8 key markers in the journey to 'digital enterprise'

Digital enterprises aren't born overnight, they're the result of an ongoing evolution. Here are some tangible changes seen as the process unfolds.
Written by Joe McKendrick, Contributing Writer

There has been a lot of discussion lately about the "digital enterprise" being the "in" thing (yours truly is guilty of such talk as well). But what exactly does it take to be a digital enterprise? What does a digital enterprise look like? Are any organizations there yet?

National Gallery of Art-photo by Joe McKendrick
Photo: Joe McKendrick

In a new book, titled -- appropriately enough -- The Digital Enterprise, Software AG's Karl-Heinz Streibich, joined by independent thought leader Vinnie Mirchandani, talk about what it takes to become a digital enterprise.  To get to this realm, Streibich and Mirchandani urge enterprises to first look at the developing a digital platform, built on top of existing IT application environments. A digital platform should include an "integration bus as a backbone, business process management platform visualization/analytics, and the big data management layer," the explain. Focus on rolling out digital capabilities on a department-by-department basis.

Based on conversations with various organizations, Streibich and Mirchandani identified a number of tangible outcomes from the gradual transition to a digital enterprise -- here are eight notables:

Create smarter products: These are "digitally enabled products that are often equipped with sensors to measure, transmitters to communicate, and energy-efficient usage patterns," they explain. "The mass of the products' intelligence typically lies in central cloud-based systems that process the data delivered by millions of smart products or services." Implication: IT gets more deeply and directly involved in product design and development.
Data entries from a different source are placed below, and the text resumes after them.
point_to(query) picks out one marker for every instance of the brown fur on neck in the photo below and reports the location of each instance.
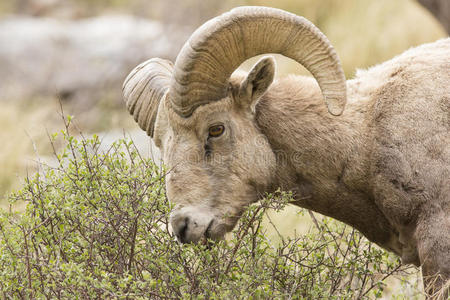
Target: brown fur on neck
(320, 156)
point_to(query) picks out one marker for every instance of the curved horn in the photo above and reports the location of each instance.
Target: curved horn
(219, 46)
(143, 90)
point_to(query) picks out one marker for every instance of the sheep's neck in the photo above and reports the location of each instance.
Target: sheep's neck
(321, 158)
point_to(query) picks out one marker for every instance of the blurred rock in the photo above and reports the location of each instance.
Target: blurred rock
(85, 60)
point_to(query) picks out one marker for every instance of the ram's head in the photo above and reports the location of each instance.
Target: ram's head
(204, 120)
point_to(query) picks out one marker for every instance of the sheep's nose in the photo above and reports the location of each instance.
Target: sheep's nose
(190, 224)
(180, 227)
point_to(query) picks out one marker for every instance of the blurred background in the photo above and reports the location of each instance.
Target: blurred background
(78, 52)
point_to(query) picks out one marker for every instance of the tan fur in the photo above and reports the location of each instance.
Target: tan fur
(382, 167)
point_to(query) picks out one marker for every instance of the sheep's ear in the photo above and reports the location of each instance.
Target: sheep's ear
(257, 82)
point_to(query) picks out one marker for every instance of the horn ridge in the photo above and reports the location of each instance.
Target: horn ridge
(220, 45)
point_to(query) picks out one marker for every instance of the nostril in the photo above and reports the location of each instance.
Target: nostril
(183, 229)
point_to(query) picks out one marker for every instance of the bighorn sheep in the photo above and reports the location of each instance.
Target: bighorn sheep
(381, 165)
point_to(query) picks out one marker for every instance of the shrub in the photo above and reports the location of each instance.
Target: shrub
(96, 226)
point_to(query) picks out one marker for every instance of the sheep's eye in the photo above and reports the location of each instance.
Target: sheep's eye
(216, 130)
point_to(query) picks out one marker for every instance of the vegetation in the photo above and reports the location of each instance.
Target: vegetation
(96, 226)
Make services agile: "Smarter services are based on the aggregation, combination and analysis of data generated by a single sensor of hundreds, thousands or even millions of sensors located within a targeted serviceable environment." Examples include jet engines delivering data on potentially hazardous situations, or logistics systems enabling companies to reduce energy consumption. Again, IT gets right next to the customer.

Invent new go-to-market models: The tech industry has been a heavy influencer in this regard. Now, non-tech businesses are looking at the new business models the tech industry has spawned -- such as "as-a-service, fremium, and so on. Mobile, analytical and other technologies are helping industries to transition to insight, subscription, and other pricing models." The rise of digitization is also enabling new approaches and channels to reach markets. The tail wags the dog, the enterprise begins to operate more like IT.

Rethink speed: "The digital enterprise thrives on its speed -- in product release cycles, in the velocity of supply chains, and in other operational areas -- as a competitive asset." It's a lot faster to change software than to reconfigure physical things, and this means faster time to market.

Reconsider physical assets: "Companies have a love-hate relationship with their physical assets," they write. "These assets tend to be capital intensive, they frequently break down, and they become obsolete too quickly. Today, technology and emerging business models are helping digital enterprises to address many of those issues, thereby changing physical assets back to what they were supposed to be -- assets to an enterprise. Because a product's software component is easier to update them its hardware component, shifting the balance in favor of software can help to keep the product up to date." This especially applies to IT infrastructure.

Provide for more intuitive interfaces: "Though keyboards continue to dominate computing, digital enterprises are exploring a wide variety of interfaces that communicate with all of our senses.. such as voice recognition, gesture-based control, eye tracking, and any other form of human interpersonal communication."

Scrutinize analytics: "Big data technology and a growing base of primary data, both structured and unstructured, are empowering the digital enterprise to move to more fact-based decisions and away from our 'gut calls.'" Digital enterprises learn to master the art and science of competing on analytics.

Think over constraints, think about sharing: "A major theme in the history of IT has been to rethink expensive or insufficient storage, memory, bandwidth, and other resources. In the past few years, the digital revolution  has succeeded in removing many of these constraints." Especially commodization, distributed computing, BYOD and cloud.